El homicidio múltiple con el que empezamos esta columna, donde jovencitos son victimados cruelmente en un picadero y el crimen con el que cerramos, los trágicos hechos ocurridos en el Dennys, tienen en común ese elemento pasional, humano, desbordado.

Hay en el restaurante como ya se ha ventilado, elementos para pensar en un lío personal entre los miembros de un mismo grupo criminal, que terminó terriblemente muy mal.

Aquí entra la gran pregunta, cómo es que se están descomponiendo las cosas de manera tal que el negocio ilícito de las drogas se ve afectado por esos elementos “humanos”, exacerbados.

Lo que en un caso normal terminaría con golpes o un adiós, aquí se resuelve con el uso de armas de fuego en plena luz del día y en sitios altamente concurridos, con saña inaudita.

El humanismo se ha convertido en política de gobierno, pero no es suficiente, en un mundo en que el delincuente saca el arma y cumple su cometido, como hemos visto aún por intereses que podrían parecer realmente banales.

Más allá de ese humanismo, están pendientes muchos de los apoyos prometidos para Juárez, más elementos de tropa, mayor equipamiento, más recursos económicos a las corporaciones estatales y municipales como primeros respondientes, todo ello para atender una compleja realidad fronteriza con miles de migrantes, una alta flotación de población y el cinturón de miseria innegable en las orillas de la ciudad e incluso en algunos lunares de su extensa urbe, con un creciente consumo de drogas baratas.

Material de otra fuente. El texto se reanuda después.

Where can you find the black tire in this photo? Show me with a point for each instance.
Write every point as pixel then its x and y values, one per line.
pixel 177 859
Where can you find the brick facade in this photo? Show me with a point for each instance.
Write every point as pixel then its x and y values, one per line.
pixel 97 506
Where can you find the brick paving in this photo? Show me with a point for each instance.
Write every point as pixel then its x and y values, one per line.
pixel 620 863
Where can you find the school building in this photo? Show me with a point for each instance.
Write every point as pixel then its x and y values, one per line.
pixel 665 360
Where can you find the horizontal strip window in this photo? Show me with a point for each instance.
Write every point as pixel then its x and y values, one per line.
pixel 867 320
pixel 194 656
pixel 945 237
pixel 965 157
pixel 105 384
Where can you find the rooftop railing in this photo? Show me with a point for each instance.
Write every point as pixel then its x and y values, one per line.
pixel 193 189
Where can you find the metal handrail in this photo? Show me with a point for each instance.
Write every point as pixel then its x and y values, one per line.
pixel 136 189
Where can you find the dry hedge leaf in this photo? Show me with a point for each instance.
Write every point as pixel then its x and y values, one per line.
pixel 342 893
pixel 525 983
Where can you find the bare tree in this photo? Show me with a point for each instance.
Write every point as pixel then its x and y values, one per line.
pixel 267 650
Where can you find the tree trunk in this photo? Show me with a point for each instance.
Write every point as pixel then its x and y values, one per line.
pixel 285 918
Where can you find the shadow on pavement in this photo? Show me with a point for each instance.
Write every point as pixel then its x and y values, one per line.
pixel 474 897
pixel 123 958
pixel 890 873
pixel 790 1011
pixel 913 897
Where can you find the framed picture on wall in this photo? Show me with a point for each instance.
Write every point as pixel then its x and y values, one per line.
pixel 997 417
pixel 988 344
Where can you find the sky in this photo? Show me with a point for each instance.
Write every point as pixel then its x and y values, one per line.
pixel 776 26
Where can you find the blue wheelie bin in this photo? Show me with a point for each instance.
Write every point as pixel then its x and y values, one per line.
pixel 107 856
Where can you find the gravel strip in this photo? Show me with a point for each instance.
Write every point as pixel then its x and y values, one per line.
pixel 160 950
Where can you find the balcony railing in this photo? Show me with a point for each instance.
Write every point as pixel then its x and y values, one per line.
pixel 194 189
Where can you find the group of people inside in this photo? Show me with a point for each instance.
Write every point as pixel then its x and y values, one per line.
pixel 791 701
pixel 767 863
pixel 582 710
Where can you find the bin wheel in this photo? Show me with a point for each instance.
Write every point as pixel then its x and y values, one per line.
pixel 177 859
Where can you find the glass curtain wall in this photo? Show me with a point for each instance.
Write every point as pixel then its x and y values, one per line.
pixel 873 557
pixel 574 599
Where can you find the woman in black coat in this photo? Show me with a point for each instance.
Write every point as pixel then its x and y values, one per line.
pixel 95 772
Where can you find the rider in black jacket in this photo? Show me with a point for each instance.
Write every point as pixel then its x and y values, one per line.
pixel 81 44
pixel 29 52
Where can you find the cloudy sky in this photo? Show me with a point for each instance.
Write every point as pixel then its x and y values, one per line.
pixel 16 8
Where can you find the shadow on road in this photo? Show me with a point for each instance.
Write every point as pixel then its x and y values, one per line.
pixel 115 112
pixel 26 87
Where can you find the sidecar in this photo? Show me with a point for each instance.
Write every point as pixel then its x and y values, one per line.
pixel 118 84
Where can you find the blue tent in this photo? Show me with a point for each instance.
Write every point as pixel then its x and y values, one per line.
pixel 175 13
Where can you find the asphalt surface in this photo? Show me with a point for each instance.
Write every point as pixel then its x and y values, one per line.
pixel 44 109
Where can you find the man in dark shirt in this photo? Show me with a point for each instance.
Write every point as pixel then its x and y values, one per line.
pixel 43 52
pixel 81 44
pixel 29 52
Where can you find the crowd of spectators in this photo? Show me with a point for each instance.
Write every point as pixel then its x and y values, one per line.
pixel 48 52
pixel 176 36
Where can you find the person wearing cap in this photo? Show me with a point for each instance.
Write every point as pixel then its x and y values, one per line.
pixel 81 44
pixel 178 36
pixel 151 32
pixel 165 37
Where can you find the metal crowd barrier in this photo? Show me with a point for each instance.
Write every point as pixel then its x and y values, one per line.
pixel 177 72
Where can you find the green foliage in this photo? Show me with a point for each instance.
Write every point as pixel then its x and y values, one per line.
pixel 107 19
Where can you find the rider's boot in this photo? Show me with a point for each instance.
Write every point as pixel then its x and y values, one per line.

No basta definitivamente que sean enviados tres mil soldados de la Guardia Nacional o de cualquier otra institución para desfilar por las calles de la ciudad y gastar dinero a montones en su manutención. Ha quedado demostrado que no arrojan esos operativos ningún resultado positivo.

31 muertos en estos hechos de homicidios masivos prueban lo lejos de la realidad en que se encuentra la peculiar explicación basada en el también son seres humanos, dominados por pasiones que los llevan a cometer cruentos delitos.

Hay presencia federal en las calles del estado, pero solo para la estadística, no para generar seguridad a los chihuahuenses. Es que son abrazos, no balazos.